Hanson’s post got a ton of comments, many arguing that comparing virginity to wealth was ludicrous or worse.

But none of the comments made the point that immediately occurred to me: value is socially constructed. What something is worth depends entirely on what people think it’s worth. The baseball that ARod just hit for his 600th homer is indistinguishable from a baseball that anyone can buy at Sears for $12.99. But the value of the home run ball is far greater – just how much greater, we don’t yet know, but #500 went for $100,000.

(One of these balls is not like the other. One of these balls is worth $100K.)

The difference in value between real virginity and fake virginity (or no virginity) is like the difference in value between the ARod ball and the Sears ball. Or between a real Cézanne and a perfect copy. One isn’t inherently better than the other; it’s just worth more because people think it’s better.

(Click on the image for a larger view and see if you can tell which is the real Cézanne . . .*)

All realities and values are constructed, but some are more constructed than others. The reality of something depends on the degree of consensus and on the other practices and institutions that get built around it. The value of economic wealth seems like rock solid reality because we all agree on the value of money and because it is so central to so many other things we do.

The value of virginity, at least in our society (and maybe in China too), is much more obviously a matter of social construction.
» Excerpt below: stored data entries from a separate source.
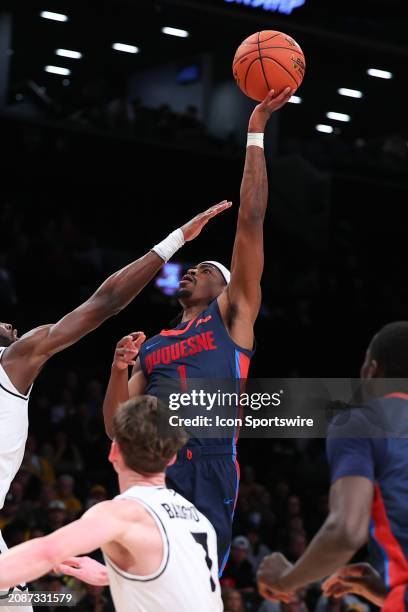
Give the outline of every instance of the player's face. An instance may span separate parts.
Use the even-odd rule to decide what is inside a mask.
[[[225,280],[221,272],[211,264],[199,264],[183,276],[177,297],[183,305],[210,304],[224,289]]]
[[[0,321],[0,346],[10,346],[16,340],[17,330],[13,328],[12,324]]]

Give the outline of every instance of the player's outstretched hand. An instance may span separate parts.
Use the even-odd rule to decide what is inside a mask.
[[[281,553],[273,553],[266,556],[262,560],[256,574],[260,595],[270,601],[290,603],[293,599],[293,593],[287,593],[282,590],[280,577],[291,567],[292,564]]]
[[[280,94],[271,91],[258,106],[253,110],[249,120],[249,132],[263,132],[272,113],[284,106],[292,97],[293,89],[286,87]]]
[[[193,219],[191,219],[191,221],[188,221],[188,223],[183,225],[181,228],[184,234],[184,240],[186,242],[190,242],[191,240],[194,240],[194,238],[197,238],[204,225],[206,225],[210,219],[224,212],[224,210],[231,208],[231,206],[232,202],[223,200],[219,204],[215,204],[215,206],[211,206],[211,208],[208,208],[204,212],[196,215]]]
[[[368,563],[355,563],[342,567],[323,584],[326,597],[340,598],[348,593],[361,595],[382,607],[387,589],[380,574]]]
[[[134,332],[119,340],[115,349],[113,366],[118,370],[126,370],[129,366],[134,366],[140,347],[146,340],[143,332]]]
[[[107,586],[109,584],[106,567],[91,557],[69,557],[63,563],[54,567],[53,571],[56,574],[73,576],[93,586]]]

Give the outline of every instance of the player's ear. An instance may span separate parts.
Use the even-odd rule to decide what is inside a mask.
[[[119,459],[119,447],[115,440],[112,441],[108,459],[112,464],[115,464]]]
[[[375,359],[371,359],[367,368],[366,378],[379,378],[381,376],[380,367]]]
[[[177,455],[173,455],[170,461],[168,462],[167,467],[169,467],[169,465],[174,465],[176,463],[176,459]]]

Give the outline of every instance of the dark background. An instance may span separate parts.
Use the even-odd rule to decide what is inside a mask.
[[[278,112],[266,138],[270,202],[251,375],[357,376],[372,335],[407,317],[404,3],[308,0],[291,15],[222,0],[16,1],[3,10],[0,318],[20,333],[57,320],[111,272],[224,198],[234,208],[175,261],[229,265],[254,106],[236,88],[231,61],[246,36],[276,29],[296,38],[307,69],[301,104]],[[41,19],[41,10],[69,21]],[[190,36],[165,36],[166,25]],[[114,42],[140,52],[113,51]],[[55,56],[61,47],[83,58]],[[48,74],[47,64],[71,74]],[[191,67],[196,78],[180,83]],[[370,77],[370,67],[393,78]],[[339,87],[363,98],[340,96]],[[351,121],[328,120],[330,110]],[[318,123],[334,132],[317,132]],[[43,399],[59,400],[67,371],[77,373],[83,393],[91,380],[105,386],[117,340],[139,329],[156,333],[177,312],[151,285],[53,358],[32,398],[39,444],[53,435]],[[239,452],[269,491],[285,480],[313,515],[313,499],[327,486],[320,442],[304,451],[292,441],[245,440]],[[78,494],[90,484],[79,482]]]

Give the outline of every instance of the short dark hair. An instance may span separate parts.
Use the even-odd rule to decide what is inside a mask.
[[[408,377],[408,321],[385,325],[372,339],[369,350],[384,378]]]
[[[126,465],[139,474],[164,472],[188,435],[169,423],[169,411],[156,397],[141,395],[123,404],[113,421],[114,439]]]

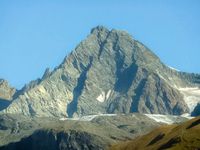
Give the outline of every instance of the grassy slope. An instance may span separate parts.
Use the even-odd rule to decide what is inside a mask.
[[[165,125],[132,141],[113,145],[110,150],[199,150],[200,117],[180,125]]]

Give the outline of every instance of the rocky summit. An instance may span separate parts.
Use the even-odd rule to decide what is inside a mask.
[[[98,26],[57,68],[20,90],[1,113],[59,118],[181,115],[200,101],[199,87],[200,75],[166,66],[125,31]]]
[[[16,89],[11,87],[8,81],[0,79],[0,99],[12,100]]]
[[[0,79],[0,111],[10,105],[15,93],[16,89],[11,87],[8,81]]]

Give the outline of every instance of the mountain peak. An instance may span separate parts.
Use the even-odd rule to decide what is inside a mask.
[[[91,29],[91,34],[98,33],[98,32],[109,32],[109,29],[102,25],[98,25]]]
[[[123,36],[128,36],[129,38],[133,38],[127,31],[125,30],[117,30],[117,29],[111,29],[109,30],[107,27],[98,25],[94,28],[91,29],[91,34],[99,34],[99,33],[113,33],[117,35],[123,35]]]
[[[190,84],[125,31],[93,28],[60,66],[47,69],[4,112],[75,117],[189,111],[177,87]]]

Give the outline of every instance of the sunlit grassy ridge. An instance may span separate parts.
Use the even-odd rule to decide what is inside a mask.
[[[132,141],[113,145],[111,150],[199,150],[200,117],[180,125],[165,125]]]

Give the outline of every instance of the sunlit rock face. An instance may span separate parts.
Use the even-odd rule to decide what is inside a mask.
[[[0,111],[11,104],[15,93],[15,88],[11,87],[6,80],[0,79]]]
[[[12,100],[15,92],[16,89],[11,87],[6,80],[0,79],[0,99]]]
[[[199,89],[199,83],[199,75],[169,68],[127,32],[98,26],[57,68],[28,84],[3,113],[180,115],[191,112],[180,89]]]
Not everyone agrees on its value, and it doesn’t affect much else in our lives. But in some societies, the value of female virginity has the same kind of reality that money has. The consensus is so unanimous that it’s impossible for people to see it as constructed. It seems entirely external to them. In those societies, virginity is also a central aspect of marriage, family, and gender roles.

For those societies, Hanson’s idea about harm may well be accurate. When there’s that much consensus, when everyone thinks that virginity is a treasure, then it really is a treasure, just like the ARod ball or the real Cézanne. The man who gets a fake can suffer harm, just like the person who buys the fake ball or the forged Cézanne.

Of course, in all cases, the deal harms the buyer only if he knows he got a fake, and the harm he suffers is greater if other people too know that it was a fake – more evidence for the idea that value is a social construction.


* . . . and which is by Joe Spooner.